1. The problem statement, all variables and given/known data If one ball of a newtons cradle is released at any velocity, why can't two balls on the other side be moved with half of the velocity of that ball. 2. Relevant equations Law of consrvation of Energy and Low of conservation of Momentum 3. The attempt at a solution Don't know where to start.
Well, suppose this does happen and set up equations of conservation of kinetic energy and conservation of momentum. We have the situation in which one ball moves with velocity v before the collision, with two at rest, then two balls move with velocity v/2 after the collision, with the first at rest.

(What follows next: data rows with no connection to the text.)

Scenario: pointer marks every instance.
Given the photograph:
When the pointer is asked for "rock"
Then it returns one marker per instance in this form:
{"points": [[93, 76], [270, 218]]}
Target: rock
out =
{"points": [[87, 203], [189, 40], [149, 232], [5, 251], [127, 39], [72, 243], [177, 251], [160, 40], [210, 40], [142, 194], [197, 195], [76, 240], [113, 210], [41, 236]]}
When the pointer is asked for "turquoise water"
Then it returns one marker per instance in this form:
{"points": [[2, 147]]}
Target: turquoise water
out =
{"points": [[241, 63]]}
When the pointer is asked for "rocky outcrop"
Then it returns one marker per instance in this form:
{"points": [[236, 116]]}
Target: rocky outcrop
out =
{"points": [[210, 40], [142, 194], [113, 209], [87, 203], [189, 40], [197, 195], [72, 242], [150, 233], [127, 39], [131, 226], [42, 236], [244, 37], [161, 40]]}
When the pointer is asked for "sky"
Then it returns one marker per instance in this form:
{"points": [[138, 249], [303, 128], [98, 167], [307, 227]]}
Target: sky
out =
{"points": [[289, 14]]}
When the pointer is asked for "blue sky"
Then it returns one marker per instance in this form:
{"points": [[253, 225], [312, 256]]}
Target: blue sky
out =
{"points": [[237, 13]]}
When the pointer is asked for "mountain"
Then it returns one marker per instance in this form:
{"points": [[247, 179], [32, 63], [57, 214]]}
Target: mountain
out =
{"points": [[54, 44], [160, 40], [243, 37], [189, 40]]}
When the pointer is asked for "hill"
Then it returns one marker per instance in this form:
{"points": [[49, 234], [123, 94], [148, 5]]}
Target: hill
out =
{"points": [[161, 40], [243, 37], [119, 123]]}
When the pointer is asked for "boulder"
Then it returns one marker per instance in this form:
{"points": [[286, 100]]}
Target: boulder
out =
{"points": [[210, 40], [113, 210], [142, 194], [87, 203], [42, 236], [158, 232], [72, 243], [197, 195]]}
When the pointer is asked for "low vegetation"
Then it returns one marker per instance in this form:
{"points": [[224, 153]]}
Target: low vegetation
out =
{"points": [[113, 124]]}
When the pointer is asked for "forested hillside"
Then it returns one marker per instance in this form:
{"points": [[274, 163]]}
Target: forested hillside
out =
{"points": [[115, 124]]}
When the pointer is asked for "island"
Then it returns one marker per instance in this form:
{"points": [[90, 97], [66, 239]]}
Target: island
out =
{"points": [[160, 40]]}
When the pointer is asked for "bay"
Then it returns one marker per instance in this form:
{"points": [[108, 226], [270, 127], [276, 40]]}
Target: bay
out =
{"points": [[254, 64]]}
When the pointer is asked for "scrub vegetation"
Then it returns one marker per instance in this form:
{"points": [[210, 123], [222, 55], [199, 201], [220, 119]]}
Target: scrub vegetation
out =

Try setting up the equations.
Thanks for the hint but I don't understand how to plug in two objects on one side and one on the other side in the equation.
Taking the expression for kinetic energy, note we are ignoring gravitational potential energy here since we are considering the velocity of the balls just after and before collision; [tex]\underbrace{\frac{1}{2}mv^2}_{\text{First Ball}} = \underbrace{\frac{1}{2}mv'^2}_{\text{Second Ball}}+\underbrace{\frac{1}{2}mv'^2}_{\text{Third BallBall}}[/tex] Now, all you need to do is plug in the value for [itex]v'[/itex], which is the velocity of the second two balls, and check the equality.